Il était mouillé près de l'Arsenal. Il était en armement et on le réparait. La coque n'avait pas été endommagée à tribord, mais quelques bordages y étaient décloués çà et là, selon l'usage, pour laisser pénétrer de l'air dans la carcasse.

Un matin la foule qui le contemplait fut témoin d'un accident [51].

L'équipage était occupé à enverguer les voiles. Le gabier chargé de prendre l'empointure du grand hunier tribord perdit l'équilibre. On le vit chanceler, la multitude amassée sur le quai de l'Arsenal jeta un cri, la tête emporta le corps, l'homme tourna autour de la vergue, les mains étendues vers l'abîme; il saisit, au passage, le faux marchepied d'une main d'abord, puis de l'autre, et il y resta suspendu. La mer était au-dessous de lui à une profondeur vertigineuse. La secousse de sa chute avait imprimé au faux marchepied un violent mouvement d'escarpolette. L'homme allait et venait au bout de cette corde comme la pierre d'une fronde.

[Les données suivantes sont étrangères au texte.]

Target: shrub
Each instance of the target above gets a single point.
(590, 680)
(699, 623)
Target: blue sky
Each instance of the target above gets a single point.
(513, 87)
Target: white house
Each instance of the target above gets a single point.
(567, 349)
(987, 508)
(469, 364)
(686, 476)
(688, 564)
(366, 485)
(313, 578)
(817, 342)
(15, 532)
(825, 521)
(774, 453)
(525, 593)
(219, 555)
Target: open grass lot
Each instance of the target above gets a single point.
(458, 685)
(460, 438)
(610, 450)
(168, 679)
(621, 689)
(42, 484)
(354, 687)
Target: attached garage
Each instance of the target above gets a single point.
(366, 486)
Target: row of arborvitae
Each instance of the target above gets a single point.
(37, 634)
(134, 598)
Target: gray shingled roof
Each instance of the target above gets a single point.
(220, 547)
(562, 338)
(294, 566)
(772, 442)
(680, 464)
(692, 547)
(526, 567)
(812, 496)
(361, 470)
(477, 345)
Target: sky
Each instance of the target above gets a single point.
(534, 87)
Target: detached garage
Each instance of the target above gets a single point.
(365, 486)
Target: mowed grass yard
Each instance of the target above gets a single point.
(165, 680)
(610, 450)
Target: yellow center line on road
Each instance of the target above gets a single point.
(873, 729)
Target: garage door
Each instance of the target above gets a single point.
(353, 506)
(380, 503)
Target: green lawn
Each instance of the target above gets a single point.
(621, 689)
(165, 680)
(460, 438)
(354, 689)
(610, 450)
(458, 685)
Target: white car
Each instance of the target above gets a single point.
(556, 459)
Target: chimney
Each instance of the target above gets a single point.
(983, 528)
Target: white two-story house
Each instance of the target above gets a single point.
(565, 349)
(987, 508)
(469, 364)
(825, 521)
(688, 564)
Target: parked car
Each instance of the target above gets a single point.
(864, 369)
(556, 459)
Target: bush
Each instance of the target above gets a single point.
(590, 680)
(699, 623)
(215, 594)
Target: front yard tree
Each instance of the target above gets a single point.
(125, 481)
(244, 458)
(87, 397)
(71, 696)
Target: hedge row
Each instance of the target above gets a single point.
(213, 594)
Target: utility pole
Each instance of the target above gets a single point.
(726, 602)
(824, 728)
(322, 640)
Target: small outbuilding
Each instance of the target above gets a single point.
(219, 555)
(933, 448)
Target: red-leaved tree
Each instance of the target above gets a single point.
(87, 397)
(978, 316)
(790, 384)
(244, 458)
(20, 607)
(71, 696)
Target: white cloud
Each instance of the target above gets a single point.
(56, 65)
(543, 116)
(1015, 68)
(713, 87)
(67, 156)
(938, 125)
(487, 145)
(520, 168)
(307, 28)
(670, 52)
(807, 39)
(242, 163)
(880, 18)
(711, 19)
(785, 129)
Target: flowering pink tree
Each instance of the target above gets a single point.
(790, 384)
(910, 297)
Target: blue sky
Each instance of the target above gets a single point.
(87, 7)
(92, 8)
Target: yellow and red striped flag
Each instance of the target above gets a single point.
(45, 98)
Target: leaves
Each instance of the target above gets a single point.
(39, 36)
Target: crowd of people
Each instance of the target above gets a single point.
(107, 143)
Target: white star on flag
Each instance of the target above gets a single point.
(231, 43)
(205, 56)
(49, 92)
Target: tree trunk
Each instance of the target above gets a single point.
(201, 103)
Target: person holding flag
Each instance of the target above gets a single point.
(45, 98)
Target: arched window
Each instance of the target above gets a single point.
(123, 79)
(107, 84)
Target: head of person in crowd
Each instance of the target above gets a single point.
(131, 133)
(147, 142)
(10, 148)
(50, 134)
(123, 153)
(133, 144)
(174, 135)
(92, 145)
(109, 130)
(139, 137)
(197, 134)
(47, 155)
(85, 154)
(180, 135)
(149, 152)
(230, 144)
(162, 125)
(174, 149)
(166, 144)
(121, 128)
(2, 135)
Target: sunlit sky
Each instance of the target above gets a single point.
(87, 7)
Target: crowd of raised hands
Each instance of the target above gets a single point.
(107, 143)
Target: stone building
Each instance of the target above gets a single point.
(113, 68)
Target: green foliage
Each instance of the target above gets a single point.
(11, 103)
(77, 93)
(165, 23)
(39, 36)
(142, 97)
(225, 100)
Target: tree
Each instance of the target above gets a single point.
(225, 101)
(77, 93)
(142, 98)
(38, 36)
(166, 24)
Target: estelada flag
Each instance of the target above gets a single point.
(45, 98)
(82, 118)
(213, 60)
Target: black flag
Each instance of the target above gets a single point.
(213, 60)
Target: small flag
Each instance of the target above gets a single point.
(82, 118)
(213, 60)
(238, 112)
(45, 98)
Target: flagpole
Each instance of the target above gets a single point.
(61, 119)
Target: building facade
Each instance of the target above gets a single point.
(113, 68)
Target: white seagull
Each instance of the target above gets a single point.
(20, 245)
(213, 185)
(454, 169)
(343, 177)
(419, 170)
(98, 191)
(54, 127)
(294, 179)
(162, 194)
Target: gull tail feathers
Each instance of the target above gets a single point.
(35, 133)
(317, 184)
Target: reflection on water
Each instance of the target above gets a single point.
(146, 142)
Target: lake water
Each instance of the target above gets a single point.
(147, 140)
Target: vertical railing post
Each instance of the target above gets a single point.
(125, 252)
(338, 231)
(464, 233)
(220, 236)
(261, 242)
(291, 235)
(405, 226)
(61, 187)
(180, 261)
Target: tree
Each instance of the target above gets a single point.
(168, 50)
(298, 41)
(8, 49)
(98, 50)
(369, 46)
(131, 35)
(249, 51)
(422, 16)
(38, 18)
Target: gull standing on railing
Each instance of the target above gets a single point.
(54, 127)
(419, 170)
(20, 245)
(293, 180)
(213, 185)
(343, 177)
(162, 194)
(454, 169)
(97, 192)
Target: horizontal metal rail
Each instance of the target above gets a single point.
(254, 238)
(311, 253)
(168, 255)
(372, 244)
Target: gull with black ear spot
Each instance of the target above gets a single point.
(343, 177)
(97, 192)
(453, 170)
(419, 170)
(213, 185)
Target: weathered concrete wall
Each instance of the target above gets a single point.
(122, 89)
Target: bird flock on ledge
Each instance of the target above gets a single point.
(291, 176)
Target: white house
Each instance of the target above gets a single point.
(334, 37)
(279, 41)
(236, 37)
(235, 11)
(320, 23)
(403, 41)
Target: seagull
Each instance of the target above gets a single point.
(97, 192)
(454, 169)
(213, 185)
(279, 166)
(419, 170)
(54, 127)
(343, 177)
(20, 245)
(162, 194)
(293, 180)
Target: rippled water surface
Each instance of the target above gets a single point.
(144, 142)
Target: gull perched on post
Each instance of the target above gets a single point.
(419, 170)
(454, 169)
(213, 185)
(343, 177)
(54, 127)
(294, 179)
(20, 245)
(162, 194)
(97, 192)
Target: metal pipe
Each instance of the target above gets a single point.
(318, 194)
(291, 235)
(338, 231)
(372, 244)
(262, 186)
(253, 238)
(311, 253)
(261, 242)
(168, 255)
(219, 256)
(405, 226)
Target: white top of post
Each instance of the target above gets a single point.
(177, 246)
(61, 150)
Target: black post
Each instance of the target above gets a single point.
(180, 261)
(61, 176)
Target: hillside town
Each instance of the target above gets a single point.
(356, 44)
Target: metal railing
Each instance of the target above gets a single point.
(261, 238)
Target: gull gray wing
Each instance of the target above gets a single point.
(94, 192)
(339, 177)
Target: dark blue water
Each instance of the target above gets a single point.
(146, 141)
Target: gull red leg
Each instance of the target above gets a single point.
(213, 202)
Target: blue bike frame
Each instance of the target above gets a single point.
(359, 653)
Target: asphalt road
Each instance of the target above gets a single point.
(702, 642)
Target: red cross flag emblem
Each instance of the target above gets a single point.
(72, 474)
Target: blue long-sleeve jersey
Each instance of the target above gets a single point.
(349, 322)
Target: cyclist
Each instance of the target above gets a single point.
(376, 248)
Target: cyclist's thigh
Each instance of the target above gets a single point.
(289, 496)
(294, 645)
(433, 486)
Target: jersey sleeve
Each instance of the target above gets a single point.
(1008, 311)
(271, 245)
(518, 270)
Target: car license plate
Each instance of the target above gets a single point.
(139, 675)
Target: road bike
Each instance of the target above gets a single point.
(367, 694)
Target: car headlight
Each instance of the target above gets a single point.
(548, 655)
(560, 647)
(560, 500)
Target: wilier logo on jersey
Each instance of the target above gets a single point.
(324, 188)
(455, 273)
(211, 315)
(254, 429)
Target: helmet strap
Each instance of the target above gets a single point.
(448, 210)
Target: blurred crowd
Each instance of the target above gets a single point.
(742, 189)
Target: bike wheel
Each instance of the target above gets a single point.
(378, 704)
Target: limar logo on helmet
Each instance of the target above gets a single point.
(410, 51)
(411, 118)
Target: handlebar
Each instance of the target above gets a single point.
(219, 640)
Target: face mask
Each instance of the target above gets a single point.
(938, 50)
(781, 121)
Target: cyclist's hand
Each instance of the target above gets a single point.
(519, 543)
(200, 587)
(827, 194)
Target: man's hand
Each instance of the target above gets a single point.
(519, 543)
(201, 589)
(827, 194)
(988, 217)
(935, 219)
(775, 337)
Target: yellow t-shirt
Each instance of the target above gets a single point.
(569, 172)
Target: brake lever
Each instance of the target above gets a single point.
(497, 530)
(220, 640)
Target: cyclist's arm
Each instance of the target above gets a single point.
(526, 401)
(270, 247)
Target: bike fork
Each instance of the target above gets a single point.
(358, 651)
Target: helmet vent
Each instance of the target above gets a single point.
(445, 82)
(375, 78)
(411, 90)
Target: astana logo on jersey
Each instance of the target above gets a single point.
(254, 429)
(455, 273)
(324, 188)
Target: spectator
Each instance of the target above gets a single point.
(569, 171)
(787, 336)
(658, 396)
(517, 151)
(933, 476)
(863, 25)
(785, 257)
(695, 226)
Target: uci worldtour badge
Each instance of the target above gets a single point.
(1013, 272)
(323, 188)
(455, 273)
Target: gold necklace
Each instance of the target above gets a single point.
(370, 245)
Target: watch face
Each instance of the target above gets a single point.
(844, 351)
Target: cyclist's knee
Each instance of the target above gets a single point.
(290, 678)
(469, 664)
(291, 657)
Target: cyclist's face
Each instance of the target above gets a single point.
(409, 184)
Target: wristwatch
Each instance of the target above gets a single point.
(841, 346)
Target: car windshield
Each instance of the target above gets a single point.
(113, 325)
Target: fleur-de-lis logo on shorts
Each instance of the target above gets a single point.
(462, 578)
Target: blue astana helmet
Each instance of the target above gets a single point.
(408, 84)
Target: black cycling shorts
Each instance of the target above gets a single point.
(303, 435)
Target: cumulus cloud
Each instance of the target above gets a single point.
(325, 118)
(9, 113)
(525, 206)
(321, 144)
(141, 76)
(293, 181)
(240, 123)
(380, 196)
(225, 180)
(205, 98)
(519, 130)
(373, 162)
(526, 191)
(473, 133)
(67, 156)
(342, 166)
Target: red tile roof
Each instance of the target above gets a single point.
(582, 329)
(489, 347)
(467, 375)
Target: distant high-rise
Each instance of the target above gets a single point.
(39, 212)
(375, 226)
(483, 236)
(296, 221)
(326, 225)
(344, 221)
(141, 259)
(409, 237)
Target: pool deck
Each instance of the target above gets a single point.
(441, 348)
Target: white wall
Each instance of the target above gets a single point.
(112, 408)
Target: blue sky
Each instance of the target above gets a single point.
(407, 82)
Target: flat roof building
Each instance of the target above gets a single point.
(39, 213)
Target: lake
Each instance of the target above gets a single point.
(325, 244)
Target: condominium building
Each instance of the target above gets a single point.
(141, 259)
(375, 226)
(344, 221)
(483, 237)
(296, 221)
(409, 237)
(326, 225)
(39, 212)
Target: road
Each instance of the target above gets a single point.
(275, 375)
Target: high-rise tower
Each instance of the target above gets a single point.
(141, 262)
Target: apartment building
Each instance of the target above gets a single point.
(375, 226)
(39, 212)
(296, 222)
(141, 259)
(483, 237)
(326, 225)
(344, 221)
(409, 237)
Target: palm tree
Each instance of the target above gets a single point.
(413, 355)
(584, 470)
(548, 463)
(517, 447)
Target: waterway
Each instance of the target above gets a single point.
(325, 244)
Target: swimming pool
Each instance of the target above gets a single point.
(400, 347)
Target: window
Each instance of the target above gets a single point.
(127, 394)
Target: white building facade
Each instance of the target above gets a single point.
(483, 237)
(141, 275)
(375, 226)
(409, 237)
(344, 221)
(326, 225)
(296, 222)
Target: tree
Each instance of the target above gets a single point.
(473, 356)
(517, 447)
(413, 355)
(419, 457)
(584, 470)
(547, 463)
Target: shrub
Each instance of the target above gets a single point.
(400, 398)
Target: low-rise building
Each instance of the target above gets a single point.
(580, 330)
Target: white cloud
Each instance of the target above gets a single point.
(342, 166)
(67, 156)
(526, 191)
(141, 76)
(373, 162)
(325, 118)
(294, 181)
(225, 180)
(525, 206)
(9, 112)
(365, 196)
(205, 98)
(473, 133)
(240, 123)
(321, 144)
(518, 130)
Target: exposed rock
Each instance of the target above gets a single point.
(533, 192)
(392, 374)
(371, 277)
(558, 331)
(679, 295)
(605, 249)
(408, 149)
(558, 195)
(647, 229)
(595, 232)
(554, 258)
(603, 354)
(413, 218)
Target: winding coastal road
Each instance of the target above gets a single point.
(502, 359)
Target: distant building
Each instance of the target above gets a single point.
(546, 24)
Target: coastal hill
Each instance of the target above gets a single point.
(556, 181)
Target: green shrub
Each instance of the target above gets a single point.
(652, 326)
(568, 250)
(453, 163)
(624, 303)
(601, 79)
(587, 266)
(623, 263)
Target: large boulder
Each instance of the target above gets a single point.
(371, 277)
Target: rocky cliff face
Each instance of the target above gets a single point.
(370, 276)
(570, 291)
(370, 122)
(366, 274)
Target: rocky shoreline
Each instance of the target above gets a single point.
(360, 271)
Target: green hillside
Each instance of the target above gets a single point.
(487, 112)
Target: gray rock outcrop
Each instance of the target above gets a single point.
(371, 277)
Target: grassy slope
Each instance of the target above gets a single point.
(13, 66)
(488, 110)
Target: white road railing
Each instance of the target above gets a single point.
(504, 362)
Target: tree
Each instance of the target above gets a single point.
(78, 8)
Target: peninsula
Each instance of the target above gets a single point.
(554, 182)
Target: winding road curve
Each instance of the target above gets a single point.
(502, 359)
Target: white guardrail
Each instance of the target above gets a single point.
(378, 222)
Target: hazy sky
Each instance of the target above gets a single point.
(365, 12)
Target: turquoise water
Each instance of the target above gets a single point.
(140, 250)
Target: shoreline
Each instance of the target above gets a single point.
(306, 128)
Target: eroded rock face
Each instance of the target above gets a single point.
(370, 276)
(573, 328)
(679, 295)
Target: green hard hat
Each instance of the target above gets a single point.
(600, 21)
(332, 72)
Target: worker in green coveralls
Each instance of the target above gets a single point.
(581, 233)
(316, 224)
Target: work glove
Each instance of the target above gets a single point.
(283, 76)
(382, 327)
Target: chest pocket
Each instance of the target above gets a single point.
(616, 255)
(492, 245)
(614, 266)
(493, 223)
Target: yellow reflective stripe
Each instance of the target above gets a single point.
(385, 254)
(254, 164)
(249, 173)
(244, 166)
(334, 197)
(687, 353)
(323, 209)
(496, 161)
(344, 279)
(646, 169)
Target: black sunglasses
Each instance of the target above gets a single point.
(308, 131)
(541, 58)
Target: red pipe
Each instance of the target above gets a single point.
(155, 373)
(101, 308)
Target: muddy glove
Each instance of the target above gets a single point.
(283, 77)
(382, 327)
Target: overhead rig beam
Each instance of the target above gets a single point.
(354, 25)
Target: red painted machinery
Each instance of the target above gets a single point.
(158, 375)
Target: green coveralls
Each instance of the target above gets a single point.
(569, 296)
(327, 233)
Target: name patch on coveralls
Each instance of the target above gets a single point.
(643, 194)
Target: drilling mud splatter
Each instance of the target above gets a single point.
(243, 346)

Aller à son secours, c'était courir un risque effrayant. Aucun des matelots, tous pêcheurs de la côte nouvellement levés pour le service, n'osait s'y aventurer. Cependant le malheureux gabier se fatiguait; on ne pouvait voir son angoisse sur son visage, mais on distinguait dans tous ses membres son épuisement. Ses bras se tendaient dans un tiraillement horrible. Chaque effort qu'il faisait pour remonter ne servait qu'à augmenter les oscillations du faux marchepied. Il ne criait pas de peur de perdre de la force. On n'attendait plus que la minute où il lâcherait la corde et par instants toutes les têtes se détournaient afin de ne pas le voir passer. Il y a des moments où un bout de corde, une perche, une branche d'arbre, c'est la vie même, et c'est une chose affreuse de voir un être vivant s'en détacher et tomber comme un fruit mûr.

Tout à coup, on aperçut un homme qui grimpait dans le gréement avec l'agilité d'un chat-tigre. Cet homme était vêtu de rouge, c'était un forçat; il avait un bonnet vert, c'était un forçat à vie. Arrivé à la hauteur de la hune, un coup de vent emporta son bonnet et laissa voir une tête toute blanche, ce n'était pas un jeune homme.

Un forçat en effet, employé à bord avec une corvée du bagne, avait dès le premier moment couru à l'officier de quart et au milieu du trouble et de l'hésitation de l'équipage, pendant que tous les matelots tremblaient et reculaient, il avait demandé à l'officier la permission de risquer sa vie pour sauver le gabier. Sur un signe affirmatif de l'officier, il avait rompu d'un coup de marteau la chaîne rivée à la manille de son pied, puis il avait pris une corde, et il s'était élancé dans les haubans. Personne ne remarqua en cet instant-là avec quelle facilité cette chaîne fut brisée. Ce ne fut que plus tard qu'on s'en souvint.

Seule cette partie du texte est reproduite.